Jumat, 12 Mei 2017

Dual Citizenship Perspektif Ketahanan Nasional menurut Fayakhun Andriadi

Belakangan ini, politisi Indonesia seringkali mendapatkan stigma kurang baik dari masyarakat. Meskipun demikian, tidak sedikit juga politisi yang memperhatikan nasib masyarakat dan memiliki pemikiran yang baik. Salah satunya adalah Fayakhun Andriadi.

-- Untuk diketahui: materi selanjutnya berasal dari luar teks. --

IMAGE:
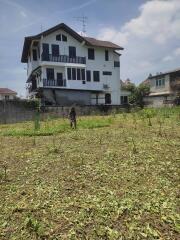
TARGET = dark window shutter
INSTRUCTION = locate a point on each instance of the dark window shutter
(50, 73)
(91, 53)
(96, 76)
(45, 54)
(69, 73)
(116, 64)
(72, 52)
(107, 73)
(83, 74)
(55, 50)
(64, 38)
(78, 74)
(34, 55)
(58, 37)
(73, 73)
(88, 75)
(106, 55)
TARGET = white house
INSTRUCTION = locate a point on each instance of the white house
(164, 88)
(7, 94)
(64, 68)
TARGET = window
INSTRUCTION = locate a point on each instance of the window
(96, 76)
(6, 97)
(107, 98)
(160, 82)
(78, 74)
(124, 99)
(55, 50)
(106, 55)
(73, 73)
(91, 53)
(50, 73)
(69, 73)
(34, 55)
(107, 73)
(45, 54)
(72, 52)
(88, 75)
(58, 37)
(83, 74)
(116, 64)
(64, 38)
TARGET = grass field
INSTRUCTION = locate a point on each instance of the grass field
(115, 177)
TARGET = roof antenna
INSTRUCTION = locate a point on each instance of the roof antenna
(83, 19)
(41, 28)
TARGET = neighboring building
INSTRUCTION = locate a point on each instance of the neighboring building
(164, 88)
(124, 93)
(7, 94)
(64, 68)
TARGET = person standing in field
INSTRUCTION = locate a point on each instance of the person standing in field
(72, 118)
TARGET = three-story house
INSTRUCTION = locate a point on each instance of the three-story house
(65, 68)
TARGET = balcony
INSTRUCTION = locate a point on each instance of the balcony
(63, 59)
(175, 85)
(54, 83)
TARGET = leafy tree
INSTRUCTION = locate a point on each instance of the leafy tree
(137, 93)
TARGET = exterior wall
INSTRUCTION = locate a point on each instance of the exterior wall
(159, 89)
(11, 96)
(98, 64)
(68, 97)
(158, 101)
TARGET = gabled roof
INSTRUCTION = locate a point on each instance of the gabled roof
(88, 41)
(6, 91)
(165, 73)
(100, 43)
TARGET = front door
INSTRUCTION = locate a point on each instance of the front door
(60, 79)
(45, 54)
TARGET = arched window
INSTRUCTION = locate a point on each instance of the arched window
(107, 98)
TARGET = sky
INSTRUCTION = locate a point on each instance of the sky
(149, 31)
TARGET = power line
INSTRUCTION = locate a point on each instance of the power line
(83, 19)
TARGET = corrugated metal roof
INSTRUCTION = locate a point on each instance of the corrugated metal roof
(6, 91)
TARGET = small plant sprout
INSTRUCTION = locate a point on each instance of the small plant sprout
(149, 120)
(134, 149)
(3, 165)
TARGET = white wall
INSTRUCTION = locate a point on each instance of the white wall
(11, 97)
(99, 64)
(159, 89)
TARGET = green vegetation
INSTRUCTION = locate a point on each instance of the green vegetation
(115, 177)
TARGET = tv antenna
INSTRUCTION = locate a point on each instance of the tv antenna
(83, 20)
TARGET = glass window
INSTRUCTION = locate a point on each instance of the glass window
(88, 75)
(91, 53)
(64, 38)
(69, 73)
(34, 55)
(58, 37)
(96, 76)
(106, 55)
(73, 73)
(50, 73)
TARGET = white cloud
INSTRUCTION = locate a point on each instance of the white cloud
(167, 58)
(148, 38)
(177, 52)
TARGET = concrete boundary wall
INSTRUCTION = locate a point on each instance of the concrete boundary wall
(17, 111)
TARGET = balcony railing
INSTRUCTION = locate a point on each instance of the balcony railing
(63, 58)
(54, 83)
(175, 84)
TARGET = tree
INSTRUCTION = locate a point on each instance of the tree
(137, 93)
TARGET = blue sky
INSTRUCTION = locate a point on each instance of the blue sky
(148, 30)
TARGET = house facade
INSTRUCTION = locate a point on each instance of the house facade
(164, 88)
(64, 68)
(7, 94)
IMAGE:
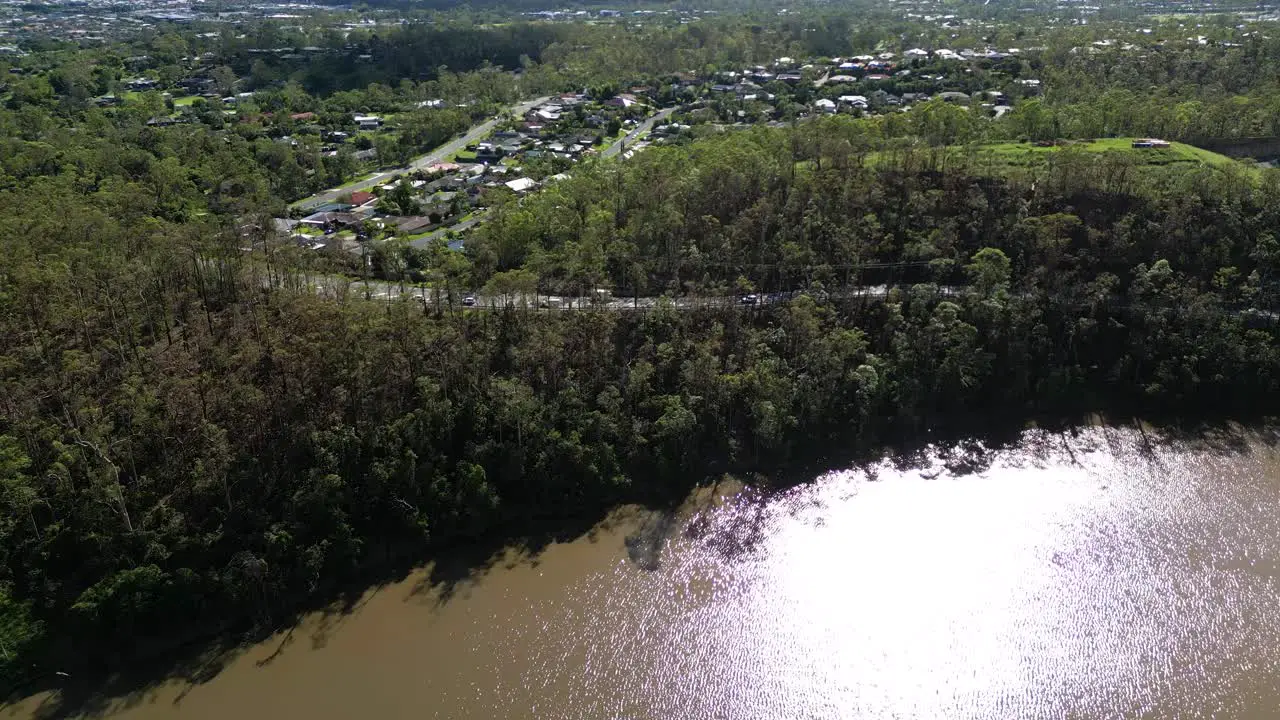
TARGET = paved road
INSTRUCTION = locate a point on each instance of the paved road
(608, 153)
(438, 155)
(385, 291)
(456, 244)
(635, 135)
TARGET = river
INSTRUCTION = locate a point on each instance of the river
(1097, 573)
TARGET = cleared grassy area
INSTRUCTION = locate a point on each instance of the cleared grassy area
(1024, 154)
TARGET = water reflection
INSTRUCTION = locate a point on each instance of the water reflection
(1098, 573)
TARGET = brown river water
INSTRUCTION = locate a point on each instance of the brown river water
(1101, 573)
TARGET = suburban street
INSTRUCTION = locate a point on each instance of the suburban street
(438, 155)
(635, 135)
(608, 153)
(389, 292)
(455, 245)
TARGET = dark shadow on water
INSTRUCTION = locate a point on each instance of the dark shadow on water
(732, 529)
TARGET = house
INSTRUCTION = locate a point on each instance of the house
(414, 224)
(489, 153)
(521, 185)
(622, 100)
(332, 222)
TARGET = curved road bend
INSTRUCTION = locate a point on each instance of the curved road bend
(432, 158)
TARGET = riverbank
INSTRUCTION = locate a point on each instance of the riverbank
(951, 452)
(1147, 551)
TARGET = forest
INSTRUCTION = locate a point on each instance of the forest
(193, 442)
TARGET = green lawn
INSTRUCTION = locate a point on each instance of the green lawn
(1023, 154)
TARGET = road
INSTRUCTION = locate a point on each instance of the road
(438, 155)
(608, 153)
(635, 135)
(388, 292)
(456, 244)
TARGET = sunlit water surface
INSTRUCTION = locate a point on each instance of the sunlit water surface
(1092, 574)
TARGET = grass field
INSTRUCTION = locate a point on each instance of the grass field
(1022, 154)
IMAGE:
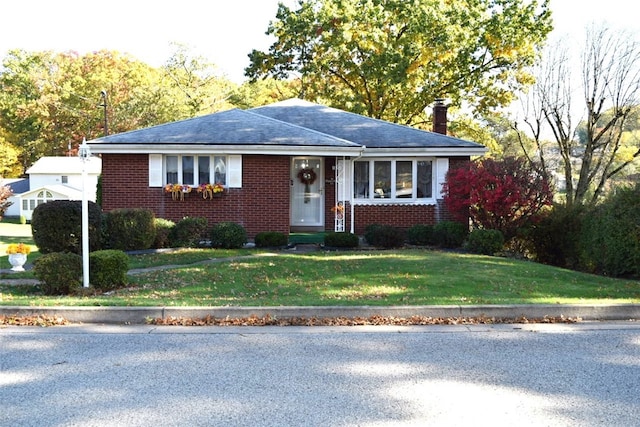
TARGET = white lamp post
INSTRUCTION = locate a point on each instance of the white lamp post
(85, 153)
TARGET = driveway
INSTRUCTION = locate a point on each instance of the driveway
(584, 374)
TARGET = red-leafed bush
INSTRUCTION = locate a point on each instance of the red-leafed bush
(500, 195)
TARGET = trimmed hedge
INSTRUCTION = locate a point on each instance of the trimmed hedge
(228, 235)
(130, 229)
(610, 242)
(421, 235)
(163, 231)
(341, 240)
(56, 226)
(384, 236)
(188, 232)
(59, 273)
(108, 269)
(270, 239)
(485, 242)
(450, 234)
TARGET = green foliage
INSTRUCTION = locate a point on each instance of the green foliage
(270, 239)
(421, 235)
(5, 193)
(486, 242)
(341, 240)
(163, 231)
(228, 235)
(384, 236)
(188, 232)
(46, 98)
(56, 226)
(108, 269)
(450, 234)
(130, 229)
(555, 240)
(59, 273)
(611, 235)
(377, 57)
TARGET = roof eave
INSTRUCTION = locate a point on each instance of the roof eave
(225, 149)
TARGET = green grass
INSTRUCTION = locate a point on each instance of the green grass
(400, 277)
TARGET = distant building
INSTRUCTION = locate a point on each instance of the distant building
(52, 178)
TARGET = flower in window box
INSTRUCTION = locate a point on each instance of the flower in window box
(177, 191)
(208, 191)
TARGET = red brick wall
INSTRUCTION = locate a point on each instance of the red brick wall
(262, 204)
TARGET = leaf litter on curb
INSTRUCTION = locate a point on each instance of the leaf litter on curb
(43, 320)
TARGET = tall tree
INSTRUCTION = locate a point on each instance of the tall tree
(390, 59)
(609, 90)
(50, 101)
(197, 82)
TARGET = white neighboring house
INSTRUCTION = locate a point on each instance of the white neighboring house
(52, 178)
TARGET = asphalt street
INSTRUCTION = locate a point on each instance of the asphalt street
(585, 374)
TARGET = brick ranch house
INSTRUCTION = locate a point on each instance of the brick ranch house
(291, 166)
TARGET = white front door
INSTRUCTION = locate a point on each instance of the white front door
(307, 192)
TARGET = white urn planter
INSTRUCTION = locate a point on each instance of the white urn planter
(17, 261)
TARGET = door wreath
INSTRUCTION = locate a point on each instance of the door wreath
(307, 176)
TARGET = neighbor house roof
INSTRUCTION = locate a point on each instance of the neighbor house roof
(59, 189)
(69, 165)
(293, 127)
(17, 185)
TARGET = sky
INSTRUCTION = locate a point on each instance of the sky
(222, 31)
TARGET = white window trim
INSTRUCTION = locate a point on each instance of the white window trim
(439, 167)
(157, 169)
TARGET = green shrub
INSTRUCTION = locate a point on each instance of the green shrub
(450, 234)
(108, 269)
(189, 232)
(421, 235)
(130, 229)
(163, 231)
(384, 236)
(341, 240)
(486, 242)
(555, 240)
(228, 235)
(59, 273)
(56, 226)
(270, 239)
(610, 238)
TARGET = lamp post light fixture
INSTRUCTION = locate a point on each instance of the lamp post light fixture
(84, 152)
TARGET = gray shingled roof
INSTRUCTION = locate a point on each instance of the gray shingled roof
(362, 130)
(291, 123)
(231, 127)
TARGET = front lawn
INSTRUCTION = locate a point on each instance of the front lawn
(399, 277)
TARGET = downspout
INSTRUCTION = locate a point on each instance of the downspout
(351, 210)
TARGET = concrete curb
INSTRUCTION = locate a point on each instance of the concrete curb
(139, 315)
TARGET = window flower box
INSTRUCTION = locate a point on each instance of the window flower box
(177, 191)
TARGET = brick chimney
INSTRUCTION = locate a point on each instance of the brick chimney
(440, 116)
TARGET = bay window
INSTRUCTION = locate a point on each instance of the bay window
(393, 179)
(195, 170)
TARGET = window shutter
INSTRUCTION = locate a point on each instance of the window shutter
(344, 180)
(235, 172)
(442, 167)
(155, 170)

Dalam sebuah tulisannya di kompasiana.com, politisi muda yang juga Ketua DPD Partai Golkar DKI Jakarta ini menyatakan bahwa ada begitu banyak diaspora Indonesia yang berhasil merengkuh manisnya hidup di luar negeri dalam berbagai bidang; mulai dari pendidikan, bisnis, ilmuwan, tenaga professional, pekerja seni, atau atlit sekalipun. Mereka ingin jadi WNI tapi terbentur sistem: Indonesia tak menganut Dual Citizenship (kewarganegaraan Ganda). Saatnya merevisi kebijakan tersebut. Manfaatnya lebih besar dibanding mudharatnya.
fayakhun andriadi

“Sejarah peradaban adalah rangkaian siklus kemunduran dan pertumbuhan”. Ungkapan Arnold Toynbe ini kiranya dapat menggambarkan, kenapa sebuah bangsa atau peradaban terkadang seperti menghadapi persoalan yang itu-itu saja. Indonesia misalnya, yang seringkali disebut tak kunjung beranjak dari persoalan pendidikan, infrastruktur dan lain sebagainya. Atau bahkan, negara super power sekelas Amerika Serikat tak pernah betul-betul mampu melepaskan diri dari lilitan masalah tersebut.

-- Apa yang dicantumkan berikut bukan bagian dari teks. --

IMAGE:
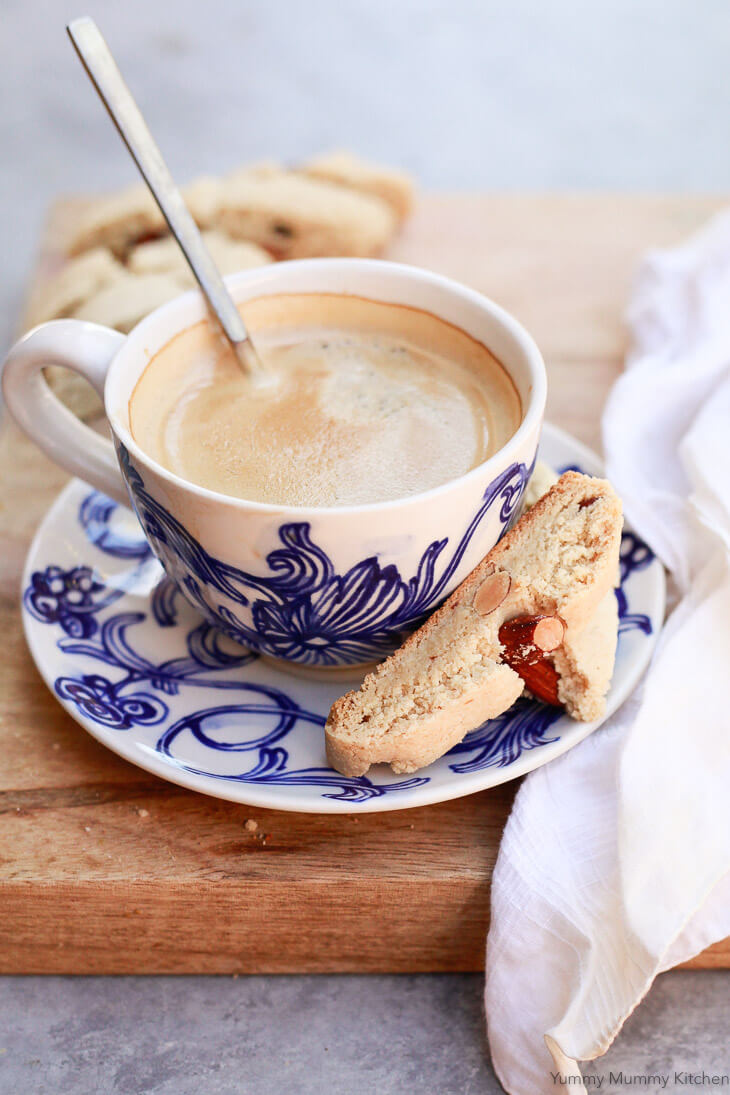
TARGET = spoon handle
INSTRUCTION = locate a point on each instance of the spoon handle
(101, 67)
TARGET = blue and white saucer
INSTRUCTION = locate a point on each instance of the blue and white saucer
(131, 661)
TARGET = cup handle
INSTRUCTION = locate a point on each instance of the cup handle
(88, 349)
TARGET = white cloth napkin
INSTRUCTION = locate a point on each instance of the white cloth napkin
(615, 861)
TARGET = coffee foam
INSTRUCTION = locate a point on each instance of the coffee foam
(372, 402)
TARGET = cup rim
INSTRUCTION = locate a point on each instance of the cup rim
(531, 418)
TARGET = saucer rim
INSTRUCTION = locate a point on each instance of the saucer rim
(299, 802)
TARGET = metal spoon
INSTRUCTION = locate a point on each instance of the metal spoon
(101, 67)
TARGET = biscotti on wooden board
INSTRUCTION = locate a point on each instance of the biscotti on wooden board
(119, 262)
(513, 622)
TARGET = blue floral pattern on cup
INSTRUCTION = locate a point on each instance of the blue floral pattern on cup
(253, 721)
(302, 610)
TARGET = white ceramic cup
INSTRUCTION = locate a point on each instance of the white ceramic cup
(320, 587)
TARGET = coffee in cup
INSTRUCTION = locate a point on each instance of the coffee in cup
(372, 402)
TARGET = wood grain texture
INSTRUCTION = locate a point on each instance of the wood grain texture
(106, 869)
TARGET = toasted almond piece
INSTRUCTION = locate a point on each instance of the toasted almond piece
(491, 592)
(525, 641)
(532, 633)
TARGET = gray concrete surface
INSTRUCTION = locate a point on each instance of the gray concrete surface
(314, 1035)
(466, 94)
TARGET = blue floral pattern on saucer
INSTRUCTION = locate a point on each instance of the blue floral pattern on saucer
(135, 665)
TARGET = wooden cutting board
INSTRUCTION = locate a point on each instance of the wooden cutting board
(106, 869)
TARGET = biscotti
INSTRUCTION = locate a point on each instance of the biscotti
(558, 562)
(297, 217)
(393, 187)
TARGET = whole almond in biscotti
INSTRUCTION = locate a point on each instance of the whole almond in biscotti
(545, 579)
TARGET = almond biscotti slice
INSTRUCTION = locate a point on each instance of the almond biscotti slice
(296, 217)
(394, 187)
(558, 562)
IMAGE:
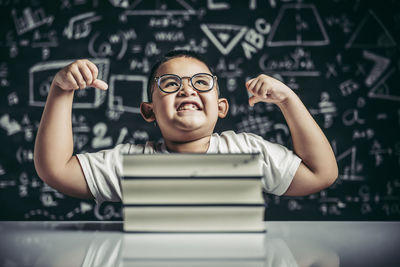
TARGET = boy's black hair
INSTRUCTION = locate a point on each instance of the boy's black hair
(170, 55)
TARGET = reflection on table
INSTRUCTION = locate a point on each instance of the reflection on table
(284, 244)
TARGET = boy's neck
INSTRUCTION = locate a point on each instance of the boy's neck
(195, 146)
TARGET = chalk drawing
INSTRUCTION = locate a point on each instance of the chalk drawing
(30, 20)
(298, 25)
(159, 8)
(349, 166)
(378, 152)
(297, 63)
(380, 66)
(106, 45)
(121, 97)
(371, 33)
(385, 87)
(44, 71)
(217, 5)
(80, 26)
(224, 36)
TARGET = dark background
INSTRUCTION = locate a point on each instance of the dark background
(340, 57)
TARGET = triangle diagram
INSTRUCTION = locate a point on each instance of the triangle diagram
(225, 37)
(371, 33)
(385, 87)
(298, 25)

Mungkin, satu hal yang membedakan adalah bagaimana dan seberapa cepat sebuah bangsa dapat memaksimalkan apa yang dimilikinya untuk mengatasi beragam persoalan tersebut. Dalam istilah sekarang, bangsa-bangsa tersebut dituntut untuk memiliki ketahanan nasional (national resilience) terhadap ancaman dan tantangan yang datang dari dalam maupun dari luar.

Bagi sebagian orang, apa yang tadi disebut sebagai tantangan dan ancaman mungkin tak melulu dianggap sekumpulan masalah. Tapi sebaliknya, merupakan rangkaian peluang yang sebetulnya tengah menunggu untuk dijadikan sebagai sumber demand untuk melahirkan manusia-manusia berkualitas. Kulminasinya, generasi berkualitas itu pun diharapkan akan mampu melahirkan kemajuan bagi bangsanya.

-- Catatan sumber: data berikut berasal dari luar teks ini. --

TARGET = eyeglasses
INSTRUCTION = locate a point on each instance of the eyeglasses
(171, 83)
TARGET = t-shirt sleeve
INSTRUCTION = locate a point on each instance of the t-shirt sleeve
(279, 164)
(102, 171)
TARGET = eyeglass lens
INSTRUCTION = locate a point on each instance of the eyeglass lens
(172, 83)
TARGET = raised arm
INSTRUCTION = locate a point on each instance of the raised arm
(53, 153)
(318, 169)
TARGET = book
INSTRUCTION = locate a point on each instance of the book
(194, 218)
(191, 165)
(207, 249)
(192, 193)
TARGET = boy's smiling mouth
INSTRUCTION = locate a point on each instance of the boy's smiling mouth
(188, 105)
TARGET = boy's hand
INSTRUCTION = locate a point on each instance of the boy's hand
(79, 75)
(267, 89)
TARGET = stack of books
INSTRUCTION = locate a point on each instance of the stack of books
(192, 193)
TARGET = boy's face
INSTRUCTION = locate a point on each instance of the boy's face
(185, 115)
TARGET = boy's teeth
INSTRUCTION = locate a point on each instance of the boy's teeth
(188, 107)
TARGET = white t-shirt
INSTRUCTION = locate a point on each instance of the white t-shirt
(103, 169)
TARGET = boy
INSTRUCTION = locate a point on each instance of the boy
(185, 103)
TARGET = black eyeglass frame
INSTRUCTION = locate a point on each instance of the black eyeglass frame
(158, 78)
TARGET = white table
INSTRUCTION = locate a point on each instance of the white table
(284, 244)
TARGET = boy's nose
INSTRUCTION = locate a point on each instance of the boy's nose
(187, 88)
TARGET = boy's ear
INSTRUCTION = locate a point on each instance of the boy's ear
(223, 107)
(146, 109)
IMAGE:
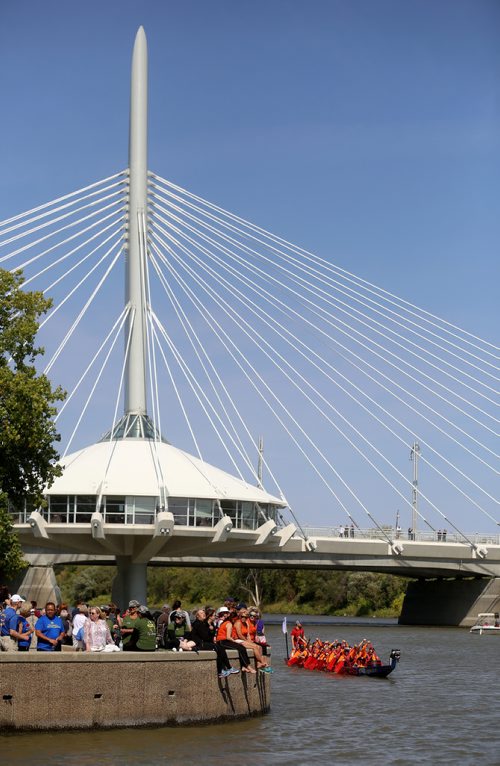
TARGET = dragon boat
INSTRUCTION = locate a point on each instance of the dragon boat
(376, 671)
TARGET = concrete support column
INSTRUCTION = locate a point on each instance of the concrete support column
(38, 584)
(130, 582)
(449, 602)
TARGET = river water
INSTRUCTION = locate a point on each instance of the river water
(440, 706)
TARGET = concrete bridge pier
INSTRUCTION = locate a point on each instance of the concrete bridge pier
(449, 601)
(38, 583)
(130, 582)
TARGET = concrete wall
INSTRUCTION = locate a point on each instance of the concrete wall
(83, 691)
(449, 602)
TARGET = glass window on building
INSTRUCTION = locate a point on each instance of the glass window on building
(114, 510)
(58, 509)
(179, 507)
(145, 510)
(248, 515)
(229, 508)
(204, 513)
(85, 507)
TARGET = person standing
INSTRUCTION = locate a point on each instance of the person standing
(49, 630)
(298, 636)
(7, 642)
(146, 631)
(129, 626)
(162, 624)
(20, 629)
(203, 634)
(96, 631)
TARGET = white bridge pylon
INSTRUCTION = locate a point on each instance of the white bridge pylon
(231, 332)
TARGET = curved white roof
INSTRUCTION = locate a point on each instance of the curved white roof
(140, 466)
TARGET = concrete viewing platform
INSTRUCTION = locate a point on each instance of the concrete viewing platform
(83, 690)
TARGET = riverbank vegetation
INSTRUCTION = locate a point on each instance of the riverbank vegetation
(290, 591)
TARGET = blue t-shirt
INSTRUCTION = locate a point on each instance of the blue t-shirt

Dalam aras ini, maka Norwegia dan Jepang mungkin dapat dikatakan sebagai bangsa yang mampu melakukannya. Paling tidak, dapat dilihat dari peringkat IPM (indeks pembangunan manusia) keduanya yang dalam satu dekade terakhir terus berada di urutan paling atas. Sementara bagi sebagian lainnya, tantangan dan ancaman tersebut dianggap sebagai sekumpulan masalah yang mesti diselesaikan oleh orang-orang yang memiliki pengetahuan, kecakapan, dan cita rasa world class. Dalam konteks ini Korea Selatan yang meski pada tahun 60-an kondisinya lebih kurang sama dengan Indonesia, namun mampu melesat setelah sejumlah diaspora dengan kualitas yang mumpuni kembali dari perantauan lalu membangun tanah airnya.